Look at the Hidden Gems of our Farm
A Day in the Life at Jessie’s Sunshine Farm: Grass, Snakes, and the Joy of Hard Work, are our hidden gems
At Jessie’s Sunshine Farm, the coconuts don’t grow themselves. Every morning the sun rises over our 8-hectare coconut plantation like a golden promise, and every morning we answer it with sweat and steel. The farm will feed several families, creates jobs, and reminds us that real friendship shows up with a machete in hand.

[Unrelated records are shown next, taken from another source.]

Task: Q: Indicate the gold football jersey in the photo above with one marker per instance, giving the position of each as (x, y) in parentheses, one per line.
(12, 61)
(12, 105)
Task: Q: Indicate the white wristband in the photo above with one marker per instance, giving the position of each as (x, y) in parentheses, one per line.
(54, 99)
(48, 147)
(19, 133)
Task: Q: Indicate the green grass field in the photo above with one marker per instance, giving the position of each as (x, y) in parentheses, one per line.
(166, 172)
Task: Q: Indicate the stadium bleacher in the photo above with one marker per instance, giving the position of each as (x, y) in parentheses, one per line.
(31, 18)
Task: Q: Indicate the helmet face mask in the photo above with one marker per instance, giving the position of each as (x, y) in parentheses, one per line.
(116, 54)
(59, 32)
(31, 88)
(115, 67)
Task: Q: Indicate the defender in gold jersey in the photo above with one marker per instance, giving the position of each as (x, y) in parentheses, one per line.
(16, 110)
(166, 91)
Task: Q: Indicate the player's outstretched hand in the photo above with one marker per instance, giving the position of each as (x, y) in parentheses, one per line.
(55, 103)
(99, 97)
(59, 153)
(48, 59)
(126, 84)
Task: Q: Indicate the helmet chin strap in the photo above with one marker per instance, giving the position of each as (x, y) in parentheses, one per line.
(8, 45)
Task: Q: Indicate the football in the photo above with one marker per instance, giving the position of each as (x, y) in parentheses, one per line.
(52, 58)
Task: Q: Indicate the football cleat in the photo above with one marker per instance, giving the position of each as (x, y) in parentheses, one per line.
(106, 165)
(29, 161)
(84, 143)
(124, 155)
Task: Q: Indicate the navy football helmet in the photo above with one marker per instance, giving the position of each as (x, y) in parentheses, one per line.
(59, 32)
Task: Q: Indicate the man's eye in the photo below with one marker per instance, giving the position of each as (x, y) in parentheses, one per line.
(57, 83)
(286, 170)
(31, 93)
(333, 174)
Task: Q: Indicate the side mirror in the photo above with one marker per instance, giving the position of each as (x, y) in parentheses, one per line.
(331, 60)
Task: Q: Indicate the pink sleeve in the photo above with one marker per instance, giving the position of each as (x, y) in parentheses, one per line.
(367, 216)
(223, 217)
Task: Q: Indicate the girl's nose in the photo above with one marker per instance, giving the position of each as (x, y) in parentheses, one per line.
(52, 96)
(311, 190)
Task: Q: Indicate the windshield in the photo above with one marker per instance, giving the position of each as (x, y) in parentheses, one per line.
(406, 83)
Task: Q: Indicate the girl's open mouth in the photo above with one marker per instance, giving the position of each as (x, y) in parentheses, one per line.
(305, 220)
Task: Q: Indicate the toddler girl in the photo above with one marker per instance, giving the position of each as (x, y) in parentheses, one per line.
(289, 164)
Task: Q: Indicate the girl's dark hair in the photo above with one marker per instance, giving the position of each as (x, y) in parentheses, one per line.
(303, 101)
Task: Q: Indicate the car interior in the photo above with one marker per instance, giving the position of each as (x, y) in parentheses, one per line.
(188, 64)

A continuous task is always cutting grass. Under the still small coconut palms the undergrowth grows thick and fast after every rain. We fire up the brush cutters at dawn while the air is still cool. The blades whine through knee-high guinea grass and stubborn cogon that would otherwise steal water and nutrients from our trees. This hard work will diminish over time when the trees grow taller. It’s dusty work, but the result is pure satisfaction: clean rows of coconut trunks standing proud, their fronds rustling like applause. We cut in teams of four—two on the machines, two raking the clippings into piles that later become mulch. By 10 a.m. the entire main block looks like a well-groomed park, ready for the next harvest.
Weeding comes right after. Around each young coconut we drop to our knees with hand trowels, pulling out the bindweed and broadleaf that love to choke the saplings. It’s quiet, meditative labor. Our team moves from tree to tree, talking on the way while patting the soil. The older palms get a wider circle cleared. Every cleared circle is another small victory against the jungle trying to reclaim its territory.
Of course, we never forget the snakes. This is tropical farmland; cobras and red tail snakes are part of the landscape. We wear tall rubber boots, keep our eyes on the ground, and teach every new worker the same rule: “If you see movement, freeze and call out.” Last month one of our helpers spotted a cobra curled beside a banana clump. We backed away slowly, gave it space, and let it glide into the drainage ditch. No drama, just respect. The farm has taught us that danger and beauty live side by side; you can’t have one without watching for the other.
Clearing banana plants is the next big job. We have 5 different bananas kinds planted in two rows between the coconuts, their broad leaves shading the young palms and competing for sunlight. We chop them at the base with long bolos, leaving the trunks to rot back into the soil as natural fertilizer. The fruit we save for the workers’ lunch boxes or share with neighbors. It feels good to turn something that could be a nuisance into food and compost.
All this work does more than keep the farm tidy. It creates jobs. We will employ about 10 local families full-time and another team of contractors during peak season. Teenagers learn to drive the brush cutters, mothers earn money pulling weeds, and grandfathers teach the younger ones how to read snake tracks. Payday is always a celebration—rice, fish, and laughter under the mango tree by the cliff. The money stays in the community, buying school uniforms and motorcycle repairs.
And then there are the friends. Last weekend some of our farm buddies came to help. They arrived with cold drinks and big smiles, traded their own farm life for ours, and spent the day clearing banana clumps and raking grass. By sunset sitting on the porch, sore and sunburned. “This is why we do it.” The farm doesn’t just grow coconuts—it grows relationships.
At Jessie’s Sunshine Farm we’re not chasing perfection. We’re chasing balance: healthy trees, safe workers, thriving neighbors. Cutting grass, pulling weeds, dodging snakes, clearing bananas, spraying roads—it all adds up to something bigger than any single chore. It adds up to a life we chose, jobs we created, and friends who show up when the work is hard, in honor for the Lord Jesus Christ.
If you ever find yourself near our gate, come in. Bring a hat, wear boots, and be ready to sweat. The coconuts are waiting, and so are we.